⅛ teaspoon ground cinnamon

1 small eggplant, diced (about 1½ cups)


2 tablespoons butter

1½ tablespoons all-purpose flour

1 cup hot milk

½ cup shredded Parmesan cheese

Roll out dough on a lightly floured counter to ⅛-inch thickness. Cut into six to eight 5-inch circles. Set aside.

Heat the oil in a large skillet over medium high. When it shimmers, add the onions and sauté until soft, about 5 minutes. Add the ground meat and cook until browned, about 5 minutes. Add the tomatoes. Cook the mixture until the tomatoes have rendered their juices and the liquid has evaporated. Add salt, pepper and cinnamon.

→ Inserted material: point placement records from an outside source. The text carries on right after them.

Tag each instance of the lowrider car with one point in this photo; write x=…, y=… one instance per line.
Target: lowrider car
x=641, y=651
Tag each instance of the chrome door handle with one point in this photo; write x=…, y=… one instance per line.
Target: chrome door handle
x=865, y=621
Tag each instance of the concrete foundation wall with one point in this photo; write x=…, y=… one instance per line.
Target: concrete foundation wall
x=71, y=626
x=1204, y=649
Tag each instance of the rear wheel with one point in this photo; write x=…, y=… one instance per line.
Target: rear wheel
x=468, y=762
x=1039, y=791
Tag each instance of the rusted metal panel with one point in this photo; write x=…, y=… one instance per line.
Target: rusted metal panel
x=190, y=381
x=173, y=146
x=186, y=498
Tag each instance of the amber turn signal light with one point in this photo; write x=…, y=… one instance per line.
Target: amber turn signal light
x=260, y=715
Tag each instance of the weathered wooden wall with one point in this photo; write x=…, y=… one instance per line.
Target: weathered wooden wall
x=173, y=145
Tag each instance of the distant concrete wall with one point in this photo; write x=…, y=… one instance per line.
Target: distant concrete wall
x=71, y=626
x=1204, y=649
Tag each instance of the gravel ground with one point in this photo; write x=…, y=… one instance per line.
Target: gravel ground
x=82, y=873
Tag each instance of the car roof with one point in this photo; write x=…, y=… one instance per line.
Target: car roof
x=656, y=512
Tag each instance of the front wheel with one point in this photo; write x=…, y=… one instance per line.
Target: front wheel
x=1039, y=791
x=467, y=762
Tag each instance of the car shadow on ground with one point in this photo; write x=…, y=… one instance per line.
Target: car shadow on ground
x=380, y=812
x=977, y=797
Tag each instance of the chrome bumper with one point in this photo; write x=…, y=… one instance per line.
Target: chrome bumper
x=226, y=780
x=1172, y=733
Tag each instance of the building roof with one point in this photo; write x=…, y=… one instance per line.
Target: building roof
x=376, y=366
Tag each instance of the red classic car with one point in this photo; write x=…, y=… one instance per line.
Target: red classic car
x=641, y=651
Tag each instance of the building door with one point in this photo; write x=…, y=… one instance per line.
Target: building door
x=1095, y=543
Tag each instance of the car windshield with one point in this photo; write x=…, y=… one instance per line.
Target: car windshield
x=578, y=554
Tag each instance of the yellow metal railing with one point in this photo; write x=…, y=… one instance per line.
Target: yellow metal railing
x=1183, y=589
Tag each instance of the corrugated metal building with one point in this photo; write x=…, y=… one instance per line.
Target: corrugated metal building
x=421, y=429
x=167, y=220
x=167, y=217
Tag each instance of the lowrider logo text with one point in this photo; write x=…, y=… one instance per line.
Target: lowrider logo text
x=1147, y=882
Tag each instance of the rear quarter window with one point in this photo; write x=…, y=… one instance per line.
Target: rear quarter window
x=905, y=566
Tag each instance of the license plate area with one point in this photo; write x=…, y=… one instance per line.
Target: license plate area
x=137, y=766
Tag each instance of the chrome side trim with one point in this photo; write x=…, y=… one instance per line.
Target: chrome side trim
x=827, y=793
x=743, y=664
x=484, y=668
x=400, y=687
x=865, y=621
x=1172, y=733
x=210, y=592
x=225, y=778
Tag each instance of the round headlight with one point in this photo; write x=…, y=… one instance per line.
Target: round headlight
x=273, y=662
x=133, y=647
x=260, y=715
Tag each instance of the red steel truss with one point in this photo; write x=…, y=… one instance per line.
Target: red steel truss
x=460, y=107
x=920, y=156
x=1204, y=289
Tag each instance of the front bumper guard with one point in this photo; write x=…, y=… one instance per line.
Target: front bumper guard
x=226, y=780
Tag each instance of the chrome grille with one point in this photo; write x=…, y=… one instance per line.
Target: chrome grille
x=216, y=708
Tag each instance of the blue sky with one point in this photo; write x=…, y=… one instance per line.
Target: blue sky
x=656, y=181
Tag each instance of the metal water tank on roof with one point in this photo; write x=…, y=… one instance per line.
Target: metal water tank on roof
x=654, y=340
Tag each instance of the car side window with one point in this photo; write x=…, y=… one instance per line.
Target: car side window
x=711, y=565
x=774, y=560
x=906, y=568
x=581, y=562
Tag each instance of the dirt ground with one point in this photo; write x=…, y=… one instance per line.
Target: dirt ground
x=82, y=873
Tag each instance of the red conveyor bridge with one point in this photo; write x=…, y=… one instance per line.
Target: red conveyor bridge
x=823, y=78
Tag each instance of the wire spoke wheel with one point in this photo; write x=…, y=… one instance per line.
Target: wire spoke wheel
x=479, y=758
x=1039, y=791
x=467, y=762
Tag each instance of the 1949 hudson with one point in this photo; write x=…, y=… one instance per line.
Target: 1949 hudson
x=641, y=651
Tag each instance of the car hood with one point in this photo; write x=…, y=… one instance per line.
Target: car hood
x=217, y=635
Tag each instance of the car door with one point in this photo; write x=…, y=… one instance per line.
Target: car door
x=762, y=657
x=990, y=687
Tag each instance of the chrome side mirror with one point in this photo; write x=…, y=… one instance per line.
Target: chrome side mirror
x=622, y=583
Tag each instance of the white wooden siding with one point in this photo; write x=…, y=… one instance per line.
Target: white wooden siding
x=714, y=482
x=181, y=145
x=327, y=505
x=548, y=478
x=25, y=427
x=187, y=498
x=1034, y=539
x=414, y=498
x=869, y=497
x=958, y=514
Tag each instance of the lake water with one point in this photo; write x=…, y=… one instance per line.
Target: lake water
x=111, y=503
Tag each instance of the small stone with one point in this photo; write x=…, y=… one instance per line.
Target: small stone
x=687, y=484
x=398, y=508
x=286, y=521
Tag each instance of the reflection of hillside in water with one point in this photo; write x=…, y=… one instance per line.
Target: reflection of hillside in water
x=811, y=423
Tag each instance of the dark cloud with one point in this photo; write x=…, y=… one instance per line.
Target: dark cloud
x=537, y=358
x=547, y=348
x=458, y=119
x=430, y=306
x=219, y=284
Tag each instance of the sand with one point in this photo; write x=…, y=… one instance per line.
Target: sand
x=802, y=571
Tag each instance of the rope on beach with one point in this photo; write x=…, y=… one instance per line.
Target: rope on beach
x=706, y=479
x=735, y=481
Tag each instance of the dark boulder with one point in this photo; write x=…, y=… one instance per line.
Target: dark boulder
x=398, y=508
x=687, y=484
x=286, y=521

Stir in the eggplant, reduce heat to low and cook until the eggplant is soft, 5-8 minutes. Set aside.


To make a roux, melt butter in a medium saucepan over low heat. When butter foams, whisk in flour. Cook for 1 minute (it will form a paste). Whisk in the milk and stir constantly until sauce thickens, 3-5 minutes. Slowly add the cheese while whisking, until sauce is smooth. Season with salt and pepper.

Gently combine the cheese sauce and the eggplant filling. Cool.

Preheat the oven to 350 degrees F.

Spoon ¼ cup of cooled filling into the center of each dough circle. Fold the dough over on itself to form half circles. Use a fork to seal and crimp edges. Bake until the turnovers are golden brown, 18-20 minutes.